Tuttavia, tale lettura incontra un duplice limite, semantico e sistemico. Infatti, l’incipit della norma in commento prevede espressamente la clausola liberatoria del caso fortuito.

I sostenitori della tesi qui criticata, non potendo evidentemente non prendere atto del testo della norma, ne hanno dato una lettura particolarmente restrittiva, adducendo che nel caso fortuito rientrerebbe solamente un fatto naturale non prevedibile né evitabile. Tale interpretazione – avvallata come detto in molti casi giudiziali – si scontra tuttavia con un evidente limite, costituito dalla doppia circostanza che essa legge “forza maggiore” laddove invece la norma scrive “caso fortuito”, che nell’ordinamento italiano ricomprende pacificamente anche il fatto umano del terzo.

Già in un intervento del febbraio 2016, chi scrive aveva avuto modo di osservare che questa interpretazione restrittiva appare come una forzatura ermeneutica, che non trova ragion d’essere nella struttura giuridica dell’art. 141, né giustificazione o sistemazione logica in seno all’ordinamento giuridico. 
In realtà, che l’art. 141 debba intendersi come presunzione di (co-)responsabilità, con ciò facendo esattamente il paio con l’art. 2054 c.c. e istituendo per evidente conseguenza la solidarietà nei confronti del terzo trasportato, lo si evince dall’espressione “a prescindere dall’accertamento della responsabilità dei conducenti”. 

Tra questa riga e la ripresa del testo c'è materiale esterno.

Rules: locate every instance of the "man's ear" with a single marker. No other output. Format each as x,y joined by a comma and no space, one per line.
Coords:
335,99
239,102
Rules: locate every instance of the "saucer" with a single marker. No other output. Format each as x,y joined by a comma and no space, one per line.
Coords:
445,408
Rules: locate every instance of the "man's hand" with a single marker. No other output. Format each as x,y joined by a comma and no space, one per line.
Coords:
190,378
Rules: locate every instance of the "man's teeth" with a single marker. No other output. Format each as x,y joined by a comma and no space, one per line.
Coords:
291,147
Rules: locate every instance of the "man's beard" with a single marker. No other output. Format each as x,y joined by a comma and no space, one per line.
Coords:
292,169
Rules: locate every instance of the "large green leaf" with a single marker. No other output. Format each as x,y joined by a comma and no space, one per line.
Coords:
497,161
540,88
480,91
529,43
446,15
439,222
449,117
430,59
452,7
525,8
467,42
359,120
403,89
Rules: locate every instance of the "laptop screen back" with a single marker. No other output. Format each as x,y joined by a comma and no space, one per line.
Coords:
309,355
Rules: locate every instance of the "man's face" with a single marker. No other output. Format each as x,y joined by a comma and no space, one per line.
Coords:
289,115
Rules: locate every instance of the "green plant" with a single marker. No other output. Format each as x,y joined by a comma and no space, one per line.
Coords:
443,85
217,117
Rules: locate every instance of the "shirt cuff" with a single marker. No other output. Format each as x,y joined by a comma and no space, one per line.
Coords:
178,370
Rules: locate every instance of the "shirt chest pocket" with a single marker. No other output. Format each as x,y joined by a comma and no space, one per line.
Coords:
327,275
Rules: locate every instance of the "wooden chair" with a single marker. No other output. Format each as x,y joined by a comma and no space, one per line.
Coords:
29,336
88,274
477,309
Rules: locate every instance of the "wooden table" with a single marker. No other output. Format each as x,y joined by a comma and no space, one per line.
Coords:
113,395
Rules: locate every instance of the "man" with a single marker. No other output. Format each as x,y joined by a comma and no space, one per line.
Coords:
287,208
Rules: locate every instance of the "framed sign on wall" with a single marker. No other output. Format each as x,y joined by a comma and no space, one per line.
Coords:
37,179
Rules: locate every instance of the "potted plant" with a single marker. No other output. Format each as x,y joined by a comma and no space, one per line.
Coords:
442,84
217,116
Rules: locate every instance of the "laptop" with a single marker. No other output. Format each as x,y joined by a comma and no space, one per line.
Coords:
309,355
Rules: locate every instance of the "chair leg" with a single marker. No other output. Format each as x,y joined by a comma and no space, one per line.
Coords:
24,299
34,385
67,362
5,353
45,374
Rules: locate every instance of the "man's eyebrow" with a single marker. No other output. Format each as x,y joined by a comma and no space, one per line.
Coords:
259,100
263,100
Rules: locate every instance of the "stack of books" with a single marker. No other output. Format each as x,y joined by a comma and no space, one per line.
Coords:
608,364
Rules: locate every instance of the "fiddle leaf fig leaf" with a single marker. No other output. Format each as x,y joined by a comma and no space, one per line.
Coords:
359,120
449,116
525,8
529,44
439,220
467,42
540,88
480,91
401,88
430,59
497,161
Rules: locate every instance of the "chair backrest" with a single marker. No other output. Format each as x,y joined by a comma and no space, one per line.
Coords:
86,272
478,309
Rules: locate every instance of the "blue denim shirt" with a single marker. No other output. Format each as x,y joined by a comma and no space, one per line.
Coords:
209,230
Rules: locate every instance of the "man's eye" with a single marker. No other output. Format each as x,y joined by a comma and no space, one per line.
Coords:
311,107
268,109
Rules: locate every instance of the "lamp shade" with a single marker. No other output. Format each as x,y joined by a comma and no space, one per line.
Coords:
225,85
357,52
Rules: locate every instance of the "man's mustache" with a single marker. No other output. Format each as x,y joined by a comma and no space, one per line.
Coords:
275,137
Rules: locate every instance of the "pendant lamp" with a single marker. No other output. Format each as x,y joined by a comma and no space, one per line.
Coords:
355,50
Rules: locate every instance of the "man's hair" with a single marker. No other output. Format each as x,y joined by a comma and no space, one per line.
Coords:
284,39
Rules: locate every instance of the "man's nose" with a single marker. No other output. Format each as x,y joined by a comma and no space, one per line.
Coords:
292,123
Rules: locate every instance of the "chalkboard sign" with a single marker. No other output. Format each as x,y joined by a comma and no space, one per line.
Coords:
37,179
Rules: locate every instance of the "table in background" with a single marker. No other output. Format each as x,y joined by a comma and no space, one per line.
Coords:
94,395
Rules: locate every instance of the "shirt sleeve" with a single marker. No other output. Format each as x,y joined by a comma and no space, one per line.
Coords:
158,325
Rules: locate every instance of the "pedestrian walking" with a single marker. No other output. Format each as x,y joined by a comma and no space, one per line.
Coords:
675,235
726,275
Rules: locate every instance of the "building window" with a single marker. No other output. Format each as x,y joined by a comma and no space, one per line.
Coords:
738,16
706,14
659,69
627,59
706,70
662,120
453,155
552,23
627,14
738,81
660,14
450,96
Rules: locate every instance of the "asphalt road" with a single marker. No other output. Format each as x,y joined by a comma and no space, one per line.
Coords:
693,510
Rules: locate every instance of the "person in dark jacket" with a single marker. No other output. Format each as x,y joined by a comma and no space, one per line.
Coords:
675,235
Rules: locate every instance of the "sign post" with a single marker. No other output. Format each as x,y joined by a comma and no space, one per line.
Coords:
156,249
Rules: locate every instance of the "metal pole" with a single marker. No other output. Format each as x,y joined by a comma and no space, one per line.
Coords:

L’interpretazione più lineare di tale locuzione (e quella più sostenibile vista la sua coesistenza con la clausola liberatoria) è quella di liberare il terzo trasportato dall’onere di provare la colpa del vettore per ottenere il risarcimento dal suo assicuratore. Ma, esattamente come in ogni caso di responsabilità oggettiva e/o presunta, all’obbligato è data la possibilità di liberarsi qualora l’evento si sia verificato per un fatto esterno alla sua sfera di controllo. Tanto che, per l’appunto, l’incipit dell’art. 141 fa “salva l’ipotesi di sinistro cagionato da caso fortuito”, inserendo una clausola liberatoria che testimonia la natura presuntiva (dalla quale potersi dunque liberare) della responsabilità dell’assicuratore del vettore. 

Ora, non v’è ragione alcuna di ritenere che, in tutto il sistema giuridico, solamente nell’art. 141 d.lgs. 209/2005 il caso fortuito, ossia ciò che non rientra nella sfera di controllo del soggetto presunto responsabile, non ricomprenda anche il fatto umano del terzo (di cui il responsabile non debba rispondere). Ciò sarebbe contraddittorio, nello specifico con l’art. 2054 C.C., e in generale coi principi dell’ordinamento, traibili ad esempio dagli artt. 1227 e 2055 c.c. o dagli artt. 2051, 2048 e 2049 C.C. così come applicati anche in sede giudiziale. 

E la contraddittorietà la si desume anche dalla circostanza che quella dottrina, pur accomunata nell’escludere il fatto umano del terzo dal caso fortuito dell’art. 141, si divide invece nell’individuazione del fatto umano rientrante o meno in tale esclusione: c‘è chi ricomprende solo il fatto del terzo conducente, chi anche del terzo non alla guida come ad esempio il pedone, chi infine anche quello del terzo custode (es: gestore o proprietario della strada). 

D’altro canto, come la Corte costituzionale ha avuto modo di stabilire, l’art. 141 si affianca al rimedio generale dell’art. 144: sicché il terzo trasportato, che non abbia ottenuto il risarcimento dall’assicuratore del vettore in virtù della clausola liberatoria, potrà senz’altro ottenere soddisfazione con l’azione diretta verso l’assicuratore del responsabile civile ove non operi giuridicamente la presunzione solidale dell’art. 141. 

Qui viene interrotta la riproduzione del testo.